A quote from Joseph O'Connor on letter writing (Sunday Independent, June 4, 2017) may give us the answer: "Maybe we'd all like to read other people's secret letters but know we can't." Into that tempting space stepped the Sunday Independent. Congrats.
Shame on these political spinners
Sir - The Sunday Independent (May 20) published a copy of a letter drafted by a Fine Gael activist. The letter is an insight into how this island operates. One man spots an opportunity by crafting a form of words he hoped would be acceptable to one person only, Emma Mhic Mhathuna. If she was happy, the rest, as outlined in his proposal, would happen.
Sean O'Connor would be elevated to a rank with power in Fine Gael, An Taoiseach would be given an opportunity to burnish his medical background and leadership skills. But O'Connor never got it did he? He demanded "an honest, confidential meeting with Taoiseach and the health minister" followed by a "public meeting where Emma can speak about the sympathetic approach by Government".
It's called spin, something Mr Varadkar has invested heavily in within Government. Simon Harris is also a spinner. Even they, once the proposal was leaked, distanced themselves from it like a rabbit from a greyhound. O'Connor seems very concerned, not about Emma Mhic Mhathuna but about this Government. "The benefit to Government is a credible advocate to carry them through this storm, rather than an angry gale." That last sentence gets full marks for steel balls and zero for compassion. It goes on in the cults that Fianna Fail and Fine Gael have spawned. Mainly men trying to climb a greasy pole towards perceived rewards. Climbing over women like Emma Mhic Mhathuna, terminally ill as she sees the curtain coming down, but the likes of Sean O'Connor sees a curtain rising on his political acumen. Shame on all concerned.
Work of gardai cannot be faulted
Sir - The great policing in the two terrible cases of a child and young woman murdered in the space of a week, shows the debt we owe to the Garda.
The speed and work on both operations must be up there with the best carried out since the force was founded. There is appalling sadness and grief for the families, but the work of our gardai cannot be faulted. Those on the front line of fighting crime keep us safe and deserve our support at all times.

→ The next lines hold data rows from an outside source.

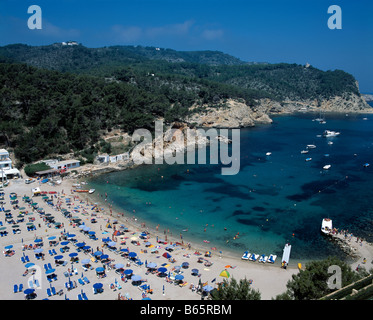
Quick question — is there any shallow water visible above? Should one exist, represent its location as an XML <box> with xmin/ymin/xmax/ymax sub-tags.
<box><xmin>89</xmin><ymin>114</ymin><xmax>373</xmax><ymax>261</ymax></box>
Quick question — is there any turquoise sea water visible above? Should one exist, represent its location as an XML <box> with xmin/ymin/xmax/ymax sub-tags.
<box><xmin>89</xmin><ymin>114</ymin><xmax>373</xmax><ymax>261</ymax></box>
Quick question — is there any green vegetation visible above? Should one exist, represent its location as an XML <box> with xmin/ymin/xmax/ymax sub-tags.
<box><xmin>25</xmin><ymin>162</ymin><xmax>52</xmax><ymax>177</ymax></box>
<box><xmin>0</xmin><ymin>44</ymin><xmax>359</xmax><ymax>164</ymax></box>
<box><xmin>276</xmin><ymin>257</ymin><xmax>367</xmax><ymax>300</ymax></box>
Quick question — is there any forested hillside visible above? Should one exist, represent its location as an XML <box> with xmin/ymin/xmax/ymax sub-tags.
<box><xmin>0</xmin><ymin>44</ymin><xmax>360</xmax><ymax>163</ymax></box>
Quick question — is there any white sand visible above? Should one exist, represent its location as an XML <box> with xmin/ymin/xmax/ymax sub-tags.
<box><xmin>4</xmin><ymin>175</ymin><xmax>372</xmax><ymax>300</ymax></box>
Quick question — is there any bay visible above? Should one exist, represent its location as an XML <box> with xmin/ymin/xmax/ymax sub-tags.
<box><xmin>89</xmin><ymin>114</ymin><xmax>373</xmax><ymax>261</ymax></box>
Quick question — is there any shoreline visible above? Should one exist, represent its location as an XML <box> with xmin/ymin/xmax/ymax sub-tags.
<box><xmin>71</xmin><ymin>174</ymin><xmax>373</xmax><ymax>270</ymax></box>
<box><xmin>0</xmin><ymin>179</ymin><xmax>299</xmax><ymax>300</ymax></box>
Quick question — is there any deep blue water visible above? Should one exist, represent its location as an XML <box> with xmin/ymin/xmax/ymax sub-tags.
<box><xmin>90</xmin><ymin>114</ymin><xmax>373</xmax><ymax>261</ymax></box>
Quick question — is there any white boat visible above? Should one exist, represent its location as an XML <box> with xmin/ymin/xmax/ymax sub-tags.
<box><xmin>259</xmin><ymin>254</ymin><xmax>268</xmax><ymax>263</ymax></box>
<box><xmin>321</xmin><ymin>218</ymin><xmax>333</xmax><ymax>234</ymax></box>
<box><xmin>241</xmin><ymin>251</ymin><xmax>250</xmax><ymax>260</ymax></box>
<box><xmin>322</xmin><ymin>130</ymin><xmax>340</xmax><ymax>138</ymax></box>
<box><xmin>268</xmin><ymin>253</ymin><xmax>277</xmax><ymax>263</ymax></box>
<box><xmin>249</xmin><ymin>253</ymin><xmax>259</xmax><ymax>261</ymax></box>
<box><xmin>281</xmin><ymin>243</ymin><xmax>291</xmax><ymax>268</ymax></box>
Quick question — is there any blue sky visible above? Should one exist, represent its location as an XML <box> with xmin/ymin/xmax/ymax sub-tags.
<box><xmin>0</xmin><ymin>0</ymin><xmax>373</xmax><ymax>93</ymax></box>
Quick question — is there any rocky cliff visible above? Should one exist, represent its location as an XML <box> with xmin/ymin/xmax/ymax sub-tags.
<box><xmin>185</xmin><ymin>93</ymin><xmax>373</xmax><ymax>128</ymax></box>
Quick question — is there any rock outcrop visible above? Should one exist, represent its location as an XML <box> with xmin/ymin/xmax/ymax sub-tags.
<box><xmin>186</xmin><ymin>99</ymin><xmax>272</xmax><ymax>128</ymax></box>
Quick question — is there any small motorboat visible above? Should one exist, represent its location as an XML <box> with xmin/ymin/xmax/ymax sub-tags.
<box><xmin>241</xmin><ymin>251</ymin><xmax>250</xmax><ymax>260</ymax></box>
<box><xmin>322</xmin><ymin>130</ymin><xmax>341</xmax><ymax>138</ymax></box>
<box><xmin>259</xmin><ymin>254</ymin><xmax>268</xmax><ymax>263</ymax></box>
<box><xmin>321</xmin><ymin>218</ymin><xmax>333</xmax><ymax>235</ymax></box>
<box><xmin>249</xmin><ymin>253</ymin><xmax>259</xmax><ymax>262</ymax></box>
<box><xmin>267</xmin><ymin>253</ymin><xmax>277</xmax><ymax>263</ymax></box>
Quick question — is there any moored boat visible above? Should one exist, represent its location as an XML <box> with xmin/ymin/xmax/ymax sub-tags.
<box><xmin>322</xmin><ymin>130</ymin><xmax>340</xmax><ymax>138</ymax></box>
<box><xmin>321</xmin><ymin>218</ymin><xmax>333</xmax><ymax>235</ymax></box>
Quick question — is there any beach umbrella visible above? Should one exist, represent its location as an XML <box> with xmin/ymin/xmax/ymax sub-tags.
<box><xmin>148</xmin><ymin>262</ymin><xmax>157</xmax><ymax>269</ymax></box>
<box><xmin>23</xmin><ymin>288</ymin><xmax>35</xmax><ymax>295</ymax></box>
<box><xmin>219</xmin><ymin>269</ymin><xmax>230</xmax><ymax>279</ymax></box>
<box><xmin>158</xmin><ymin>267</ymin><xmax>167</xmax><ymax>273</ymax></box>
<box><xmin>203</xmin><ymin>285</ymin><xmax>214</xmax><ymax>292</ymax></box>
<box><xmin>192</xmin><ymin>269</ymin><xmax>199</xmax><ymax>274</ymax></box>
<box><xmin>131</xmin><ymin>274</ymin><xmax>141</xmax><ymax>282</ymax></box>
<box><xmin>45</xmin><ymin>269</ymin><xmax>56</xmax><ymax>274</ymax></box>
<box><xmin>25</xmin><ymin>262</ymin><xmax>35</xmax><ymax>268</ymax></box>
<box><xmin>128</xmin><ymin>252</ymin><xmax>137</xmax><ymax>258</ymax></box>
<box><xmin>93</xmin><ymin>282</ymin><xmax>104</xmax><ymax>289</ymax></box>
<box><xmin>76</xmin><ymin>242</ymin><xmax>85</xmax><ymax>248</ymax></box>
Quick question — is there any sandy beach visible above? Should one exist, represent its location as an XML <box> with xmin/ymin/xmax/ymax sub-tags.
<box><xmin>0</xmin><ymin>175</ymin><xmax>373</xmax><ymax>300</ymax></box>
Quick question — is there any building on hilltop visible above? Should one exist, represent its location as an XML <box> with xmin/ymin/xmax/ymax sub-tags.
<box><xmin>0</xmin><ymin>149</ymin><xmax>21</xmax><ymax>181</ymax></box>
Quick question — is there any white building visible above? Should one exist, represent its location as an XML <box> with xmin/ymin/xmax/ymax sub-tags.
<box><xmin>43</xmin><ymin>159</ymin><xmax>80</xmax><ymax>170</ymax></box>
<box><xmin>0</xmin><ymin>149</ymin><xmax>21</xmax><ymax>180</ymax></box>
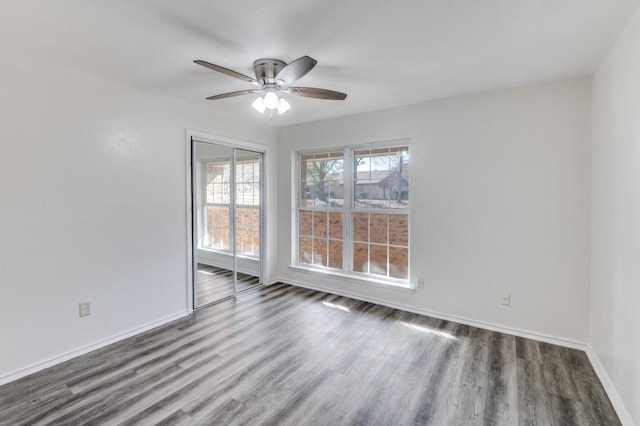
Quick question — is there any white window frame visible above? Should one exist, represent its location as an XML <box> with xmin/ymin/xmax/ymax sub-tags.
<box><xmin>290</xmin><ymin>139</ymin><xmax>414</xmax><ymax>290</ymax></box>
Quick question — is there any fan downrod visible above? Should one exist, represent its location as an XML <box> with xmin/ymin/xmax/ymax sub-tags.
<box><xmin>253</xmin><ymin>58</ymin><xmax>287</xmax><ymax>84</ymax></box>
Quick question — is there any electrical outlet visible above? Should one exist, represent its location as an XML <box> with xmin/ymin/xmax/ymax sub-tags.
<box><xmin>78</xmin><ymin>302</ymin><xmax>91</xmax><ymax>317</ymax></box>
<box><xmin>500</xmin><ymin>293</ymin><xmax>511</xmax><ymax>306</ymax></box>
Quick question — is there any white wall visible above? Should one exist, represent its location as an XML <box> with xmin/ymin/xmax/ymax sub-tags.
<box><xmin>590</xmin><ymin>5</ymin><xmax>640</xmax><ymax>425</ymax></box>
<box><xmin>0</xmin><ymin>57</ymin><xmax>276</xmax><ymax>381</ymax></box>
<box><xmin>278</xmin><ymin>79</ymin><xmax>590</xmax><ymax>342</ymax></box>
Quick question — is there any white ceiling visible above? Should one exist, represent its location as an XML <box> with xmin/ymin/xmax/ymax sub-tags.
<box><xmin>0</xmin><ymin>0</ymin><xmax>639</xmax><ymax>126</ymax></box>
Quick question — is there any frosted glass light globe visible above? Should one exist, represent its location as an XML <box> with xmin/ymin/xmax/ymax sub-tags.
<box><xmin>264</xmin><ymin>92</ymin><xmax>278</xmax><ymax>109</ymax></box>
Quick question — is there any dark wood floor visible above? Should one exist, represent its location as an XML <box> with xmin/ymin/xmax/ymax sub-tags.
<box><xmin>196</xmin><ymin>263</ymin><xmax>260</xmax><ymax>306</ymax></box>
<box><xmin>0</xmin><ymin>284</ymin><xmax>619</xmax><ymax>426</ymax></box>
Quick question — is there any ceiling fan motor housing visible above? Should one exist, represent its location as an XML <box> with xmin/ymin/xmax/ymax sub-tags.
<box><xmin>253</xmin><ymin>58</ymin><xmax>287</xmax><ymax>85</ymax></box>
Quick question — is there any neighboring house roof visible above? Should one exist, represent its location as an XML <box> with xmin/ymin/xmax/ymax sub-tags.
<box><xmin>378</xmin><ymin>170</ymin><xmax>409</xmax><ymax>188</ymax></box>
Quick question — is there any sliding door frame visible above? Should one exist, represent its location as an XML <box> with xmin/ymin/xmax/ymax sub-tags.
<box><xmin>185</xmin><ymin>129</ymin><xmax>268</xmax><ymax>313</ymax></box>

A hell on earth for the horses
Sir - The Campaign for the Abolition of Cruel Sports (CACS) is calling for a complete ban on the cruel "sport" of sulky racing.
We do so with no disrespect to the Travelling community. While some Travellers may participate in or condone this activity, many more condemn it as inhumane and unacceptable, reflecting the wider public perception.

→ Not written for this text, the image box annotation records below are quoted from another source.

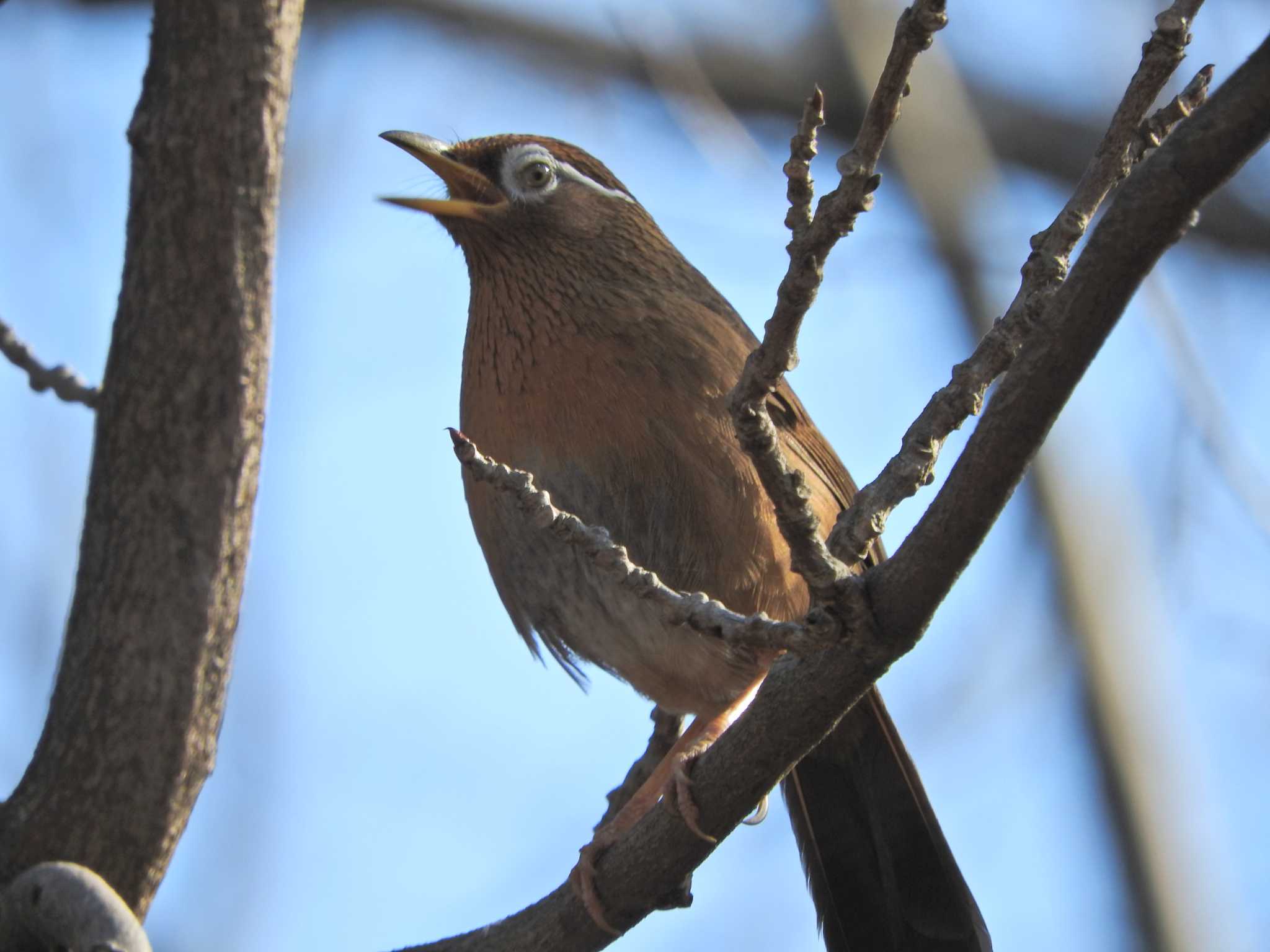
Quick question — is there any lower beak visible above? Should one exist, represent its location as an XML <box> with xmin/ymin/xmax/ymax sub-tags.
<box><xmin>380</xmin><ymin>131</ymin><xmax>507</xmax><ymax>221</ymax></box>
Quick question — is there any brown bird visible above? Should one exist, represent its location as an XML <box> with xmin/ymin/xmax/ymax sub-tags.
<box><xmin>383</xmin><ymin>132</ymin><xmax>990</xmax><ymax>952</ymax></box>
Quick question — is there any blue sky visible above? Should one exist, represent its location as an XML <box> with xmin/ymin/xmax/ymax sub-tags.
<box><xmin>0</xmin><ymin>0</ymin><xmax>1270</xmax><ymax>951</ymax></box>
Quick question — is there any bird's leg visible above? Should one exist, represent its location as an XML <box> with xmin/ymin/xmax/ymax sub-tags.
<box><xmin>569</xmin><ymin>668</ymin><xmax>767</xmax><ymax>935</ymax></box>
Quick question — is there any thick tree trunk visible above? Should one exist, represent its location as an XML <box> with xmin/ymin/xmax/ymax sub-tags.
<box><xmin>0</xmin><ymin>0</ymin><xmax>303</xmax><ymax>914</ymax></box>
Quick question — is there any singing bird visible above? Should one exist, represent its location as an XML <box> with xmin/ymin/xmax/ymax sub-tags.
<box><xmin>382</xmin><ymin>132</ymin><xmax>990</xmax><ymax>952</ymax></box>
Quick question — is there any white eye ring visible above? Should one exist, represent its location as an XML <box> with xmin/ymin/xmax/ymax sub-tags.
<box><xmin>495</xmin><ymin>143</ymin><xmax>635</xmax><ymax>203</ymax></box>
<box><xmin>502</xmin><ymin>143</ymin><xmax>560</xmax><ymax>202</ymax></box>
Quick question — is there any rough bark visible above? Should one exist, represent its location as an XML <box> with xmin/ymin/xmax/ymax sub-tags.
<box><xmin>0</xmin><ymin>0</ymin><xmax>303</xmax><ymax>914</ymax></box>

Sulky racing causes extreme suffering and distress to horses and also poses an unacceptably high risk to public safety. The horses are subjected to long bouts of running, during which they are kicked and beaten to enhance performance, pushed to the point of exhaustion, and routinely collide with road traffic.
Horses injured during the crazy Ben Hur-style careening along big motorways and small roads are casually abandoned, even when their injuries are minor and easily treatable. These loyal and affectionate animals are left to starve on the roadsides.

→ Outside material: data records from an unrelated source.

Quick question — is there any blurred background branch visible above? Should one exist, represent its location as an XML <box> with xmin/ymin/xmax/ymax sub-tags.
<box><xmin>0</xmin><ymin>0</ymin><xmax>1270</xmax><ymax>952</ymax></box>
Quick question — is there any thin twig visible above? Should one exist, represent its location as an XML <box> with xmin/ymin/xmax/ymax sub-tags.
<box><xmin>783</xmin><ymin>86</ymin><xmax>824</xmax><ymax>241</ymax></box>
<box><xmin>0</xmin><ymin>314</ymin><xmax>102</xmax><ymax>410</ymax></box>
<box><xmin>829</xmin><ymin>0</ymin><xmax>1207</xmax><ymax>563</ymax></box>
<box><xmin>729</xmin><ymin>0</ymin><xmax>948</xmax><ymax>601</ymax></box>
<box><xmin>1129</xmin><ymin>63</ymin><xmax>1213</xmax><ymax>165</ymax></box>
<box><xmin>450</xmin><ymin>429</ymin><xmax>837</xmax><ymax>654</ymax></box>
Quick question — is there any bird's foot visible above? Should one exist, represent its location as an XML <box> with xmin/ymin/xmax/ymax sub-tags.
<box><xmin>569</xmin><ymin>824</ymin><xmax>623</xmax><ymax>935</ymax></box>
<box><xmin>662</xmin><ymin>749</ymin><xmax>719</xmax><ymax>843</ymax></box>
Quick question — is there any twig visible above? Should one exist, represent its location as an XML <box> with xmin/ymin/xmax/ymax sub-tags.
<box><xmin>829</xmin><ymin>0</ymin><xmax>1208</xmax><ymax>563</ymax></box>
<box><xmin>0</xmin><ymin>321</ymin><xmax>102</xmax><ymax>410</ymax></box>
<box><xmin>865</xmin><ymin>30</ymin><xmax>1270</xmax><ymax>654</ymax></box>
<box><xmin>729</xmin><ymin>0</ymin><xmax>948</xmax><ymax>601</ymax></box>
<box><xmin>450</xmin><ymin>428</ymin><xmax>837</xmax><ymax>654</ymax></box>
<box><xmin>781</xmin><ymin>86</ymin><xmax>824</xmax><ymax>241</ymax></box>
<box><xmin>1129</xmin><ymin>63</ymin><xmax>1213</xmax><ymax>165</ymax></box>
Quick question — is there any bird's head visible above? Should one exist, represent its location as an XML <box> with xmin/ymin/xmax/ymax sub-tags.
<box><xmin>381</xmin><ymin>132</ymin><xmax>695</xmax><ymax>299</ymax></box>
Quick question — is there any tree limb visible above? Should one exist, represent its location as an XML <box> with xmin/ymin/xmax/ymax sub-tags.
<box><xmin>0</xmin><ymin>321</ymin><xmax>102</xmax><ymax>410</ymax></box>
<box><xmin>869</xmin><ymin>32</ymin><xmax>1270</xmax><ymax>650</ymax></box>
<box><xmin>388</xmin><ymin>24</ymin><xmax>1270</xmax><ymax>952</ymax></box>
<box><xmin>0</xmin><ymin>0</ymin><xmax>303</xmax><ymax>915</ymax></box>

Dumped horses with broken necks, still breathing, have drawn tears from witnesses. Not a week passes without a severely neglected, abandoned or savagely ill-treated horse being reported somewhere in Ireland.
Proposals by some politicians that sulky racing could be "regulated" and the drivers asked to wear high-visibility jackets are pathetic - an "Irish solution to an Irish problem" of the kind that led to coursing greyhounds being muzzled while the law still permitted hares to be terrorised, mauled and tossed about. Sulky racing is well past its sell-by date. Horses deserve better than the hell on earth meted out to them in this relic of the Dark Ages.